Lee Ernest Y, Fulan Benjamin M, Wong Gerard C L, Ferguson Andrew L
Department of Bioengineering, University of California, Los Angeles, CA 90095.
Department of Mathematics, University of Illinois at Urbana-Champaign, Urbana, IL 61801.
Proc Natl Acad Sci U S A. 2016 Nov 29;113(48):13588-13593. doi: 10.1073/pnas.1609893113. Epub 2016 Nov 14.
There are some ∼1,100 known antimicrobial peptides (AMPs), which permeabilize microbial membranes but have diverse sequences. Here, we develop a support vector machine (SVM)-based classifier to investigate ⍺-helical AMPs and the interrelated nature of their functional commonality and sequence homology. SVM is used to search the undiscovered peptide sequence space and identify Pareto-optimal candidates that simultaneously maximize the distance σ from the SVM hyperplane (thus maximize its "antimicrobialness") and its ⍺-helicity, but minimize mutational distance to known AMPs. By calibrating SVM machine learning results with killing assays and small-angle X-ray scattering (SAXS), we find that the SVM metric σ correlates not with a peptide's minimum inhibitory concentration (MIC), but rather its ability to generate negative Gaussian membrane curvature. This surprising result provides a topological basis for membrane activity common to AMPs. Moreover, we highlight an important distinction between the maximal recognizability of a sequence to a trained AMP classifier (its ability to generate membrane curvature) and its maximal antimicrobial efficacy. As mutational distances are increased from known AMPs, we find AMP-like sequences that are increasingly difficult for nature to discover via simple mutation. Using the sequence map as a discovery tool, we find a unexpectedly diverse taxonomy of sequences that are just as membrane-active as known AMPs, but with a broad range of primary functions distinct from AMP functions, including endogenous neuropeptides, viral fusion proteins, topogenic peptides, and amyloids. The SVM classifier is useful as a general detector of membrane activity in peptide sequences.
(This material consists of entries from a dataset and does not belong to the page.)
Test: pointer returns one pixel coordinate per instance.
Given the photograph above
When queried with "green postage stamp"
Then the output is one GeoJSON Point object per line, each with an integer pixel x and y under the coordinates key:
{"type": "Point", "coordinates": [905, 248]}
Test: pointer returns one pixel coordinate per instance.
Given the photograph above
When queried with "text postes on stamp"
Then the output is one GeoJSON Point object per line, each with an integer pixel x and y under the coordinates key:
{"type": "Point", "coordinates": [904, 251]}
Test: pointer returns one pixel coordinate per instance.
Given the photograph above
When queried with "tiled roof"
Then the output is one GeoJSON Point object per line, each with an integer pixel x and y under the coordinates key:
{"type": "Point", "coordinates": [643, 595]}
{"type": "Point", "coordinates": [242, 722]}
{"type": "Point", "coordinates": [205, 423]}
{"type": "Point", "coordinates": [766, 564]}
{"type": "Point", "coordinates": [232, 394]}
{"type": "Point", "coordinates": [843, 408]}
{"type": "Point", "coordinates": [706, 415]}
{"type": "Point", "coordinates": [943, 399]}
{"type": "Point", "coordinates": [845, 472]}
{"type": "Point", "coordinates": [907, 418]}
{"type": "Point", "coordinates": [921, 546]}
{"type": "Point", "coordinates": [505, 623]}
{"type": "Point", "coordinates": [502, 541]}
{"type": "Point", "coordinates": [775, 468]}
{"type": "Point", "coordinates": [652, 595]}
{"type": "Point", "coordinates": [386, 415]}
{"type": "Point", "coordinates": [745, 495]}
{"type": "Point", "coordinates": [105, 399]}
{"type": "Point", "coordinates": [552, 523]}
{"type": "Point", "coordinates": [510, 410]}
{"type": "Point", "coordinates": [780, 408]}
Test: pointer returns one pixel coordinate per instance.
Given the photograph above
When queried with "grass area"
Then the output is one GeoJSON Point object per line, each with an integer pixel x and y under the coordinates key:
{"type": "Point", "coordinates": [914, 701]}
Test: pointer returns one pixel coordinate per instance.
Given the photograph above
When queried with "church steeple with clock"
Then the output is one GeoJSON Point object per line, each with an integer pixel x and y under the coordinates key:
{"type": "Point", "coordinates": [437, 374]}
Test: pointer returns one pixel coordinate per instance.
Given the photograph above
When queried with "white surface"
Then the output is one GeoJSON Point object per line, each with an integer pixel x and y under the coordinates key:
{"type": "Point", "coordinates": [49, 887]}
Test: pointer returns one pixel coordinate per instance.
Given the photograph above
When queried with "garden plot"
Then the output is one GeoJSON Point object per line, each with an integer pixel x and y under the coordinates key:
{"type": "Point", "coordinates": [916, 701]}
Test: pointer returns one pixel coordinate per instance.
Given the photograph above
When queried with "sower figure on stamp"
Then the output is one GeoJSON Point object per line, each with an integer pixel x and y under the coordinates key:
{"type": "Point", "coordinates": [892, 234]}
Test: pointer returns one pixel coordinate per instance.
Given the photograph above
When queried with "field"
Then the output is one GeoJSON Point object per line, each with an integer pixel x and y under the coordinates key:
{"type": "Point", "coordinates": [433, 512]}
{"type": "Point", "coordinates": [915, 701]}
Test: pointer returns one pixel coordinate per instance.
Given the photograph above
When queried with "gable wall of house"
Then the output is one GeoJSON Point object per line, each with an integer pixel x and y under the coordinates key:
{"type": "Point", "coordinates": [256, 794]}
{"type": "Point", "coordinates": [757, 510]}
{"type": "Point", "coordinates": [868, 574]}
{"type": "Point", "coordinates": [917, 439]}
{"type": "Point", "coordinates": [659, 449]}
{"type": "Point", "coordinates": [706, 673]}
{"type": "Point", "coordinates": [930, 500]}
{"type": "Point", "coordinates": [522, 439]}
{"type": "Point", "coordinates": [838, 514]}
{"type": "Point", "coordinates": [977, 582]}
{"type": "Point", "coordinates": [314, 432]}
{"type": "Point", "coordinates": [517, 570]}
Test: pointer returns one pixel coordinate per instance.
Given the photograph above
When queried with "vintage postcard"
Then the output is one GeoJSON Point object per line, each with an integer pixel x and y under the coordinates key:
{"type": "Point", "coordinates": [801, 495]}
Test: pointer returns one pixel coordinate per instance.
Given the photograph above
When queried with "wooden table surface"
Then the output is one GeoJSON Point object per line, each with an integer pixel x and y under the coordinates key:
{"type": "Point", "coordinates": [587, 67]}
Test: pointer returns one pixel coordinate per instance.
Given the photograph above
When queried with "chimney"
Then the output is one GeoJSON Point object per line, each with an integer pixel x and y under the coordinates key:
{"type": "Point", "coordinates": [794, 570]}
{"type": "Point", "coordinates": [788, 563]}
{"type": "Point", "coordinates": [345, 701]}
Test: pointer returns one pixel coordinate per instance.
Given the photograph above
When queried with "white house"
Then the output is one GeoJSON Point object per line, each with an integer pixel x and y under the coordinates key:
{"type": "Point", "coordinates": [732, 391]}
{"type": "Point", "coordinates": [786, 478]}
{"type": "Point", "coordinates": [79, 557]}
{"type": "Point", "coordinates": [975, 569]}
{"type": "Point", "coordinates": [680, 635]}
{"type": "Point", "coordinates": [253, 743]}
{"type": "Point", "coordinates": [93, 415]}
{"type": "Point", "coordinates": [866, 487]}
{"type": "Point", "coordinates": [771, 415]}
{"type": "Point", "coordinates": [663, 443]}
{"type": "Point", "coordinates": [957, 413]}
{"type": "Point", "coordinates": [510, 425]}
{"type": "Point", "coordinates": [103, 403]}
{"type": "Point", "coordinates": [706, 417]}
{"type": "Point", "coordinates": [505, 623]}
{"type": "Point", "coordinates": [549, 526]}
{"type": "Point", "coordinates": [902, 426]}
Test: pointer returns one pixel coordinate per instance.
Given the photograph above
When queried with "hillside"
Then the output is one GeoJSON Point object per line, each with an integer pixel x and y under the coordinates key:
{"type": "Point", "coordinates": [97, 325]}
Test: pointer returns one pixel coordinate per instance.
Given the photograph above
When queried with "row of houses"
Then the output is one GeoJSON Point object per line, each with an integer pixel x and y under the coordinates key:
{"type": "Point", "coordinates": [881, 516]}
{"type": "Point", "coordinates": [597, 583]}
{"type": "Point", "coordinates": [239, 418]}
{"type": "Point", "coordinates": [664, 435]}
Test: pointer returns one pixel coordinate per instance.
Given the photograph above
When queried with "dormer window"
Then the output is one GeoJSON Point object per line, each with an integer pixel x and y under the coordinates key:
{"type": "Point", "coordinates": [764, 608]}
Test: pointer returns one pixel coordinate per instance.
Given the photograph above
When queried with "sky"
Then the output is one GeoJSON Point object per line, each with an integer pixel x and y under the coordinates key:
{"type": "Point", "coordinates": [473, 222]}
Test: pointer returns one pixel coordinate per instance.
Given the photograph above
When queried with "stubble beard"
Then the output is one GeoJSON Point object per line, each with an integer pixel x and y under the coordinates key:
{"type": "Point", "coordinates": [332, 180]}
已知约有1100种抗菌肽(AMPs),它们能使微生物膜通透,但序列多样。在此,我们开发了一种基于支持向量机(SVM)的分类器,以研究α - 螺旋抗菌肽及其功能共性和序列同源性之间的相互关系。支持向量机用于搜索未发现的肽序列空间,并识别帕累托最优候选序列,这些序列能同时最大化与支持向量机超平面的距离σ(从而最大化其“抗菌性”)及其α - 螺旋性,但使与已知抗菌肽的突变距离最小化。通过用杀菌试验和小角X射线散射(SAXS)校准支持向量机的机器学习结果,我们发现支持向量机指标σ与肽的最低抑菌浓度(MIC)无关,而是与其产生负高斯膜曲率的能力相关。这一惊人结果为抗菌肽共有的膜活性提供了拓扑学基础。此外,我们强调了序列对训练有素的抗菌肽分类器的最大可识别性(其产生膜曲率的能力)与其最大抗菌功效之间的重要区别。随着与已知抗菌肽的突变距离增加,我们发现类似抗菌肽的序列越来越难以通过简单突变被自然发现。利用序列图谱作为发现工具,我们发现了一类出乎意料的多样化序列分类,它们与已知抗菌肽一样具有膜活性,但具有广泛的不同于抗菌肽功能的主要功能,包括内源性神经肽、病毒融合蛋白、拓扑肽和淀粉样蛋白。支持向量机分类器可作为肽序列中膜活性的通用检测器。